IT系部下にはいろいろなタイプがいます。「全員が優秀ではない」のは当然ですが、多くの上司の頭を悩ませるのは「自立できない」部下です。このまま放っておいては、部下が育たず、「考えない技術者」になってしまうのも時間の問題です。
そんな「自立できないIT系部下」にはいろいろなタイプがいます。今日はタイプ別に指導するポイントについてお話します。
■「質問ばかりするタイプ」の対処法
一般的に、「自立できない」部下に代表されるのは、「どうしたらいいでしょうか?」と、質問ばかりする部下です。上司にとっては、そんな部下に振りまわされるのは、時間の無駄です。
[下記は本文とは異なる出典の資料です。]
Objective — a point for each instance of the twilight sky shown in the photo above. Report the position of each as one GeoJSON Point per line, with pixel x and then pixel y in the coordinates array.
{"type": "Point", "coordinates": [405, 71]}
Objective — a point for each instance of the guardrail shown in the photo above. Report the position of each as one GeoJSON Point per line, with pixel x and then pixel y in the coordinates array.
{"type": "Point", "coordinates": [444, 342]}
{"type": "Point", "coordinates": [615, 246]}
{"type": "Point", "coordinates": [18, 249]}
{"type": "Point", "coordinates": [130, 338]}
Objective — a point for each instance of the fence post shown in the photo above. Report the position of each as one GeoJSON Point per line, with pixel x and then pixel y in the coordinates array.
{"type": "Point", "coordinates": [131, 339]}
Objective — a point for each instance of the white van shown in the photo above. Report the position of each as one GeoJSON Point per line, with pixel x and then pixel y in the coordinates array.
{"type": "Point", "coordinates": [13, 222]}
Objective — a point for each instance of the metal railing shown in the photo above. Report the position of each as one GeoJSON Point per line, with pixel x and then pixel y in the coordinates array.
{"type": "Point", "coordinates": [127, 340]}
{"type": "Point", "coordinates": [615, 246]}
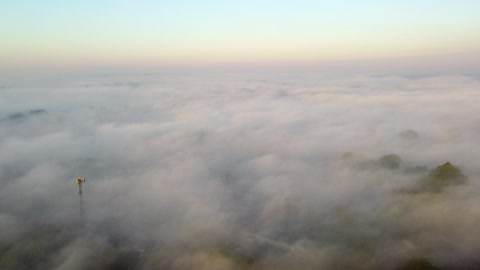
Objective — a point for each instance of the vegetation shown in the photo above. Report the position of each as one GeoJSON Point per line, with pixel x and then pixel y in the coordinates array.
{"type": "Point", "coordinates": [442, 177]}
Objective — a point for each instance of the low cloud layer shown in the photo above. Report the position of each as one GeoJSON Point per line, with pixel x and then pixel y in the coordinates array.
{"type": "Point", "coordinates": [239, 171]}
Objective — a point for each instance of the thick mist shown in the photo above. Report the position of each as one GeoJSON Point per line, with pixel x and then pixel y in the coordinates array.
{"type": "Point", "coordinates": [238, 171]}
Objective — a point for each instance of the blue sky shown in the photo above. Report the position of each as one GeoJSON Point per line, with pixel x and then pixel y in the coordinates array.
{"type": "Point", "coordinates": [185, 32]}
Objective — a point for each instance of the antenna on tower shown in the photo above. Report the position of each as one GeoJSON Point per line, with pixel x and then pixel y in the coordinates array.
{"type": "Point", "coordinates": [81, 181]}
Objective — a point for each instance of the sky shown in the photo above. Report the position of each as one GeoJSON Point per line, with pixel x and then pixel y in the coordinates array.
{"type": "Point", "coordinates": [184, 33]}
{"type": "Point", "coordinates": [187, 167]}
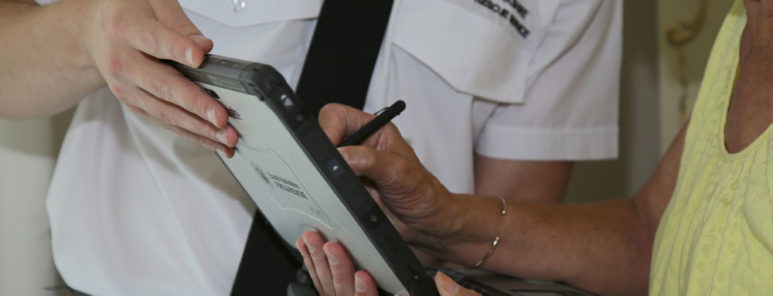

まずは、そのように自分で考えない部下には、「どうしたらいいと思う?」と聞き返してみることからはじめましょう。
少しでも考えることができたら、褒めましょう。正解でなくても、自分で考えることができる部下か、まったく考えが浮かばない部下かの違いは大きいものです。当面、足りない部分は補って仕事を進めていく必要がありますが、まずは「考える習慣づけ」をしていきます。
そのきっかけとして、上司が仕事を依頼する際には、理解させて行わせることが基本原則です。「何のために、この仕事を行うのか?」を説明し、仕事をする理由を教える事が重要です。「自分で理解して、考える」というステップを繰り返すことで、「考える」習慣が身につきます。徹底的に考えさせることで、自立心は生まれます。
■「失敗を極端に恐れているタイプ」の対処法
上司が仕事を依頼する際には、部下ひとりではなく、上司も含めて一緒にやるんだという雰囲気を作って安心させることが大切です。
失敗を恐れる部下が難しい問題に直面したら、その問題を引き取り、解決することで見本を示します。見本を示すだけでなく、実際に部下にやらせてみると成長を促進させます。ある程度、理解や経験を積めば、自分自身で考えて応用力をつけることができるものです。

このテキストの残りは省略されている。